Payne's appearance, inaugurating a new season of Chamber Music in Historic Sites, showed off both the asymmetrical and woody visual pleasures of St. Matthew's (1982), with its spacious, airy interior and rustic exterior, and the versatility and pristine sound-palette of the Pardee Memorial Organ, completed earlier this year by C. B. Fisk Inc. of Gloucester, Mass.

J. Christoph Bach's joyful Praeludium and Fugue in E-flat and Pachelbel's similarly unclouded Toccata in E minor began the proceedings tidily. From there on, the program unfolded without recourse to grumpiness or pessimism.

At its joints, this agenda indicated the range of Bach's musical horizons in his Weimar years (1708-17). In the Fantasy and Fugue in A minor, the Pastorale in F and the Passacaglia and Fugue in C minor, works of what has been called his second creative period, an integration of Northern and Southern influences is clearly taking place, the composer's stylistic education now completed.

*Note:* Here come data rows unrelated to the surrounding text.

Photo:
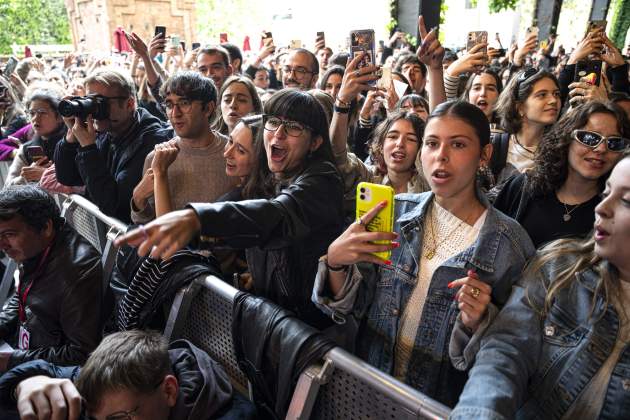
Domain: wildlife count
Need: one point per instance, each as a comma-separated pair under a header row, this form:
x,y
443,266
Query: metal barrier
x,y
343,387
202,314
95,226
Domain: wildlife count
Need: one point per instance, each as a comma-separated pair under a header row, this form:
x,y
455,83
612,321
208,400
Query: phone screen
x,y
160,30
362,41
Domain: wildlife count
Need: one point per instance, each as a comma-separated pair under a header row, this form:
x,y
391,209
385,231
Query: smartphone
x,y
385,81
368,196
596,25
35,152
591,69
160,30
363,41
10,67
476,38
532,30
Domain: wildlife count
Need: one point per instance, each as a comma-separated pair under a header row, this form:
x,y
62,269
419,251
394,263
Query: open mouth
x,y
277,153
398,156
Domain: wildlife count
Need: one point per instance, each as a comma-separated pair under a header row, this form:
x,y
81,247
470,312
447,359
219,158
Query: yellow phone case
x,y
368,196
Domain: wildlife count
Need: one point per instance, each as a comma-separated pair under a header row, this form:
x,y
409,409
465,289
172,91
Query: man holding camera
x,y
108,139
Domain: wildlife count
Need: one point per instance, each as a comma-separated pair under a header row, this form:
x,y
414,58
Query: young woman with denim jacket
x,y
451,268
560,346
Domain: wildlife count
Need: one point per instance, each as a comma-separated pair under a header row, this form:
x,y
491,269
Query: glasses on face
x,y
292,128
298,71
592,139
32,113
184,105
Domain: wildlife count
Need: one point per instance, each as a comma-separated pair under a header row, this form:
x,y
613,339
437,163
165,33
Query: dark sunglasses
x,y
592,139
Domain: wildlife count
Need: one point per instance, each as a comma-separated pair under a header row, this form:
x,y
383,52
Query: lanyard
x,y
23,296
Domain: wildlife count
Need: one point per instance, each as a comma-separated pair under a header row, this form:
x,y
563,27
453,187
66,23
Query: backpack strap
x,y
500,144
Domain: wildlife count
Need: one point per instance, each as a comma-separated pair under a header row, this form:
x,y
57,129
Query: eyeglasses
x,y
592,139
299,71
292,128
184,105
41,112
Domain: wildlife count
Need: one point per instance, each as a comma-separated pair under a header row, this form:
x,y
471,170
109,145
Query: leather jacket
x,y
284,236
530,366
63,305
273,348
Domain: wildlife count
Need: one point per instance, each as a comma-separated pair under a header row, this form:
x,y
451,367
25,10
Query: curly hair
x,y
380,133
516,93
552,157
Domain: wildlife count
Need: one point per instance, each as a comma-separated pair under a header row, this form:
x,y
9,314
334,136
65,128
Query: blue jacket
x,y
379,295
531,366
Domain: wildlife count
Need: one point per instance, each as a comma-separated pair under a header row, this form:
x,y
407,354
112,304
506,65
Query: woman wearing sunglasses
x,y
559,348
557,198
527,107
291,214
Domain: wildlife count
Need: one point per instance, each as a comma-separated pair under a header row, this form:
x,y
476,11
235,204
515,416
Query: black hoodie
x,y
204,387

A certain roughness marked all of Payne's otherwise authoritative performances. While the British-born, Boston-based organist achieved clear articulation and tempo-continence some of the time, in other moments he showed less control. Endings arrived abruptly; some tempos emerged less than settled; tentativeness marred certain cadences.

Even so, a large and stylish audience crowded the neighborhood church well beyond its stated capacity of 350 of the faithful and heard this program with rapt attentiveness.